Les personnages finissent par accepter la mort lorsqu'elle sert à magnifier la vie alors que toute la première partie était lestée du poids d'un souvenir destructeur. Le film bascule dans la séquence où Nashi décide définitivement du hold-up et ce débarrasse du même coup du poids du passé.

Quatre plans sur Nashi devant sa voiture structurent cette séquence. Les deux premiers sont entrecoupés par un probable souvenir de sa première venue dans la casse automobile, entre le second et le troisième s'intercale une vision d'une voiture de police réelle ou l'anticipation (le plan sera répété) de ce qu'il prévoit qu'il fera. Entre la troisième et la quatrième occurrence du plan se dévoile enfin la scène complète qui a traumatisé Nashi ; son attaque du gangster et la mort qui s'en est suivi du jeune policier. Après la quatrième occurrence du plan, Nashi se détourne vers le souriant propriétaire de la casse, comme l'homme dans la caverne de Platon se détournait des ombres pour contempler la réalité.

Trois autres fois auparavant (3a, 3b, 6) des plans mystérieux parce qu'a-chronologiques de Nashi nous avaient signalé que le récit était un immense flash-back chargé d'expliquer un traumatisme (la blessure d'Horibe) puis deux (la mort de l'inspecteur, jeune père de famille). Ces plans, comme les quatre plans de la séquence, se font l'écho d'une posture morale proche de celle du voyageur romantique qui fait halte dans la nature à la vue d'une tombe perdue dans un paysage ce qui provoque sa prise de conscience de la proximité de la mort et de la vanité de la vie terrestre. Kitano est aussi nihiliste que les romantiques et ses héros sont proches de ceux de Jean-Pierre Melville auxquels il ne reste d'autre choix que celui de leur mort.

Dans le dernier plan de la séquence Nashi émet un sourire désabusé. Un peu comme si, déchargé du poids du monde et du souvenir, il savait aussi que la seule voie qui s'ouvre encore devant lui le mène à la mort.

Vont alors s'enchaîner une suite de séquences où les joies simples de la vie sont magnifiées par la proximité de la mort : l'amitié entre les deux anciens inspecteurs qui trouvent simultanément une voie pour échapper au suicide immédiat : la peinture ou le hold-up puis, lors de la fuite, les épisodes du jeux de cartes, de la photo masquée par la voiture, du feu d'artifice retardé, de la pièce dans le jardin, de la cloche que l'on frappe pour un enfant, du gant dans la neige, du cerf-volant...

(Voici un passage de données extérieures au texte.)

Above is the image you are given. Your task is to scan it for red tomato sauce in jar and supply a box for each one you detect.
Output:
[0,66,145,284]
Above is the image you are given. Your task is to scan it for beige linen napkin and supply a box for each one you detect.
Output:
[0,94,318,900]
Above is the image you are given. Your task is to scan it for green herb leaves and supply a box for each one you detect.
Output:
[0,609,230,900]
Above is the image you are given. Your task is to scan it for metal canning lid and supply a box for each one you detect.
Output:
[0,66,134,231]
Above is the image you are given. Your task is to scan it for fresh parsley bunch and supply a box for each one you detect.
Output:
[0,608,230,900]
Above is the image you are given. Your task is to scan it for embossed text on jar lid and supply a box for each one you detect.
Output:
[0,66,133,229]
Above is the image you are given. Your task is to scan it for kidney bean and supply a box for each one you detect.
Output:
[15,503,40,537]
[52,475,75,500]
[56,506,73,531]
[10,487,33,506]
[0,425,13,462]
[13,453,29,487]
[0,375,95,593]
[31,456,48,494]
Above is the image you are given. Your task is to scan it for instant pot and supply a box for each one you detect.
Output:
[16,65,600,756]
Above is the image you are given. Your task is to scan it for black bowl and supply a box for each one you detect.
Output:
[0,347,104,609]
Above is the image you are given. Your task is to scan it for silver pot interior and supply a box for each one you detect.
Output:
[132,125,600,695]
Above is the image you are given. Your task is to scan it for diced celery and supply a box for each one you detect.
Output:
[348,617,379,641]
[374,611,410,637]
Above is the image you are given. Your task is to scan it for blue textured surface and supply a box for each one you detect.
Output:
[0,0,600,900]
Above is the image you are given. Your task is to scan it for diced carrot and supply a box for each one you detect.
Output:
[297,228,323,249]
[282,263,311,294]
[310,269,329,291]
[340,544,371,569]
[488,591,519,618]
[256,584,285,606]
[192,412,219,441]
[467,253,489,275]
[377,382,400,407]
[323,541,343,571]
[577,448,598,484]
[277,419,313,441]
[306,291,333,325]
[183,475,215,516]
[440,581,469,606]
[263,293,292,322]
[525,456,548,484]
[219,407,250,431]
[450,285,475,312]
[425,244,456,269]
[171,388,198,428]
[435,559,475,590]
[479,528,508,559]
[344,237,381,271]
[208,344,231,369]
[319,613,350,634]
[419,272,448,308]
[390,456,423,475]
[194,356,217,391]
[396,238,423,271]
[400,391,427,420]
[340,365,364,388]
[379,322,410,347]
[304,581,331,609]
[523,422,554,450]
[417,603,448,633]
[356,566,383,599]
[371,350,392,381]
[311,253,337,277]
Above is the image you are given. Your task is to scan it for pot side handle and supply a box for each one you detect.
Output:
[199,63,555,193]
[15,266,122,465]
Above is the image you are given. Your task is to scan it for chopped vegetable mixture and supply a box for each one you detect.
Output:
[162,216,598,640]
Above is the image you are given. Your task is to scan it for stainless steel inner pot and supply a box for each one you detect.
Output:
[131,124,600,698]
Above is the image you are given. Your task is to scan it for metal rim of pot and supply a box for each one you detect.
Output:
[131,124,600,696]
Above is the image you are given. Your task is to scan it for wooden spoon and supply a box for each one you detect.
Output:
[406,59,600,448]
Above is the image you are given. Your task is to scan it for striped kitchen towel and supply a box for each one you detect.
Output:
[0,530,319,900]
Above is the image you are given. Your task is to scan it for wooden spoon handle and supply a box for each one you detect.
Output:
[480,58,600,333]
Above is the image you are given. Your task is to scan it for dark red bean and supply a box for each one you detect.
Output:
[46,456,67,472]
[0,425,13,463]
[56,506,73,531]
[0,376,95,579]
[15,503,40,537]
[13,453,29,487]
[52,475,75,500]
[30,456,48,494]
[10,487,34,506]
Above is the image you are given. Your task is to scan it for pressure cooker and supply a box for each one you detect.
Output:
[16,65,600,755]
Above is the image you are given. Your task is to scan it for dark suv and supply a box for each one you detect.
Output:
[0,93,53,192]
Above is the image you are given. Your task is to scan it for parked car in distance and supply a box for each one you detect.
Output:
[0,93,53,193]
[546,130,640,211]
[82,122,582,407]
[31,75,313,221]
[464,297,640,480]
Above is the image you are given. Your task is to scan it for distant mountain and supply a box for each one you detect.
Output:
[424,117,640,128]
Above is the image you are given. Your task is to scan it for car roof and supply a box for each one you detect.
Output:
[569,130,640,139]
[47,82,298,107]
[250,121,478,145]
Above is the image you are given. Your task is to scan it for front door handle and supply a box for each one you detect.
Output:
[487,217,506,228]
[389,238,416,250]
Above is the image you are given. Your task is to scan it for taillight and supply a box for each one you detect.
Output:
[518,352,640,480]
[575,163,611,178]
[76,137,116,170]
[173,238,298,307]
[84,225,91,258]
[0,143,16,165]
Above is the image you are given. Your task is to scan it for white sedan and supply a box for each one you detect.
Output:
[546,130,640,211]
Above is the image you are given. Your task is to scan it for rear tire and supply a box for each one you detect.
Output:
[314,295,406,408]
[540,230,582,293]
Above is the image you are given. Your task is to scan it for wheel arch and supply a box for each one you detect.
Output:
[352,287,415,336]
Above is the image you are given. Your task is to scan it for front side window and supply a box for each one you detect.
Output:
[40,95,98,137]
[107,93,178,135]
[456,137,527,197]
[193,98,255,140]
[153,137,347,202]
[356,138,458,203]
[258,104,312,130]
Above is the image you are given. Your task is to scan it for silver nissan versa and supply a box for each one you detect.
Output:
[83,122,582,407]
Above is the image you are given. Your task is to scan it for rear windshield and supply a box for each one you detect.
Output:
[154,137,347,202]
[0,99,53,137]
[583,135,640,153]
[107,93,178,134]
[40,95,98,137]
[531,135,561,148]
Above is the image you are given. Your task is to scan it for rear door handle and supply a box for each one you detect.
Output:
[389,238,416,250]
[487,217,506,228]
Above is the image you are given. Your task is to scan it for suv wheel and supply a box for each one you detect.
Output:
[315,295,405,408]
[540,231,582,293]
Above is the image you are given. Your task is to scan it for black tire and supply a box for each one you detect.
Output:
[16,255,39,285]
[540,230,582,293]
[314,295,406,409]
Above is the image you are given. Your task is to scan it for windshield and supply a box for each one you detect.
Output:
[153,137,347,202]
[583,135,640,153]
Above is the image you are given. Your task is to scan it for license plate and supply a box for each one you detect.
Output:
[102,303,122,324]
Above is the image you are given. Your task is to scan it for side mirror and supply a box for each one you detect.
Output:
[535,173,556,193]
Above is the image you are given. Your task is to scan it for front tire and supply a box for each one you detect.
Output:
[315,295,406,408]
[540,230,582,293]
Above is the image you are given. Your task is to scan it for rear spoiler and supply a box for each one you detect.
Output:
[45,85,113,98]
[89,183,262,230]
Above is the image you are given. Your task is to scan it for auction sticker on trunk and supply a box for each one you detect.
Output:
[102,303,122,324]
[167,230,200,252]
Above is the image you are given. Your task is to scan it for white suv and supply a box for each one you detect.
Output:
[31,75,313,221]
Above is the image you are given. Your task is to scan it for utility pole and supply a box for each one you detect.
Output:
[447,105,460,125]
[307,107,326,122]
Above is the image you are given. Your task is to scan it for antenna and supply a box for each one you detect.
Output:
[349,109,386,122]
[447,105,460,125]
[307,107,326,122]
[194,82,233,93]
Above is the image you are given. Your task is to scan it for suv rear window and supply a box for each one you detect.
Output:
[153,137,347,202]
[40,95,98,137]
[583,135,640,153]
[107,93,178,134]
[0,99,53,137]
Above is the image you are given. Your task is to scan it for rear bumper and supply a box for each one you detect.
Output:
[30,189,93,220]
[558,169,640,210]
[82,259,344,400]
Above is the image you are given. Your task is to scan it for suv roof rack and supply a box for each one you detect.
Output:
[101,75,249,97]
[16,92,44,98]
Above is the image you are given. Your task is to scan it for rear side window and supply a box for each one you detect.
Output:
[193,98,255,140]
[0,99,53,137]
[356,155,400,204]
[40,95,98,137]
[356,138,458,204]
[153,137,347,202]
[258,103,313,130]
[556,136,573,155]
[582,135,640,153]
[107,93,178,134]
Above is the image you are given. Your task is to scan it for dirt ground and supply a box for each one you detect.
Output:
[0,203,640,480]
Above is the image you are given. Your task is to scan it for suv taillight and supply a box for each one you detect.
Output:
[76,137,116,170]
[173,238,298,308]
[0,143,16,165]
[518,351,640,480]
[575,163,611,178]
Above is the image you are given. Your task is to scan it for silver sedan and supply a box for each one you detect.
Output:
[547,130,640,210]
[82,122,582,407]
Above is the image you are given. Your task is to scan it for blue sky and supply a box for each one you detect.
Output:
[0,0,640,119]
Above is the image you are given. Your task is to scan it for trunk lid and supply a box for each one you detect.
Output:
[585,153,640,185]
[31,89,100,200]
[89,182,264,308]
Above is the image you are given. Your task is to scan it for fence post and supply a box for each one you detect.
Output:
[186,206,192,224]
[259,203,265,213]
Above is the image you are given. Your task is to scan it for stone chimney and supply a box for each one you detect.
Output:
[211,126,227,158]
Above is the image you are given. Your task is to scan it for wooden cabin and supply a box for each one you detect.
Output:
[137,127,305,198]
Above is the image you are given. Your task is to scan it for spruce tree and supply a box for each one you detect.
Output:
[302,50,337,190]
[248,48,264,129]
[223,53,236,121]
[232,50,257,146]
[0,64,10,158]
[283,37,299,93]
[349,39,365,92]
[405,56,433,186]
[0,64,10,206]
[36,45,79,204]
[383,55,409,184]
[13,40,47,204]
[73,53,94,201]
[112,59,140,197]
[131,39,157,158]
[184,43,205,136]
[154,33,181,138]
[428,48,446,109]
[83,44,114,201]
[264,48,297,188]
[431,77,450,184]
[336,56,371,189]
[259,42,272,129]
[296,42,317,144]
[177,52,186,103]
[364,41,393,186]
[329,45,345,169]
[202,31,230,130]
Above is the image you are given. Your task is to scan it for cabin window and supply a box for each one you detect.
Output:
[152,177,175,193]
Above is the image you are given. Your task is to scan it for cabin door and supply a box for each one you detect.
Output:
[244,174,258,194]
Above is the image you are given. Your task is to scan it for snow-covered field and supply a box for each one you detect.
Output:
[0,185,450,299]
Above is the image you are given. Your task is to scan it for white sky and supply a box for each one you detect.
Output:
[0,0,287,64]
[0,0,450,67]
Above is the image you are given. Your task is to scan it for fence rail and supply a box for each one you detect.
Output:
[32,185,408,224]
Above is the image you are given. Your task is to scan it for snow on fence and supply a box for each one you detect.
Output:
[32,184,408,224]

Ces instants permettent d'échapper au poids tragique de l'existence dont les yakuzas ne sont qu'une forme dégénérée et caricaturale alors que la mort de l'enfant en est le symbole obsédant (plan du tableau à l'hôpital, Horibe avec le dessin sur son carnet de note dans sa voiture avant la fusillade, dessin d'enfant qui vole au vent, chaussons abandonnés dans un couloir…).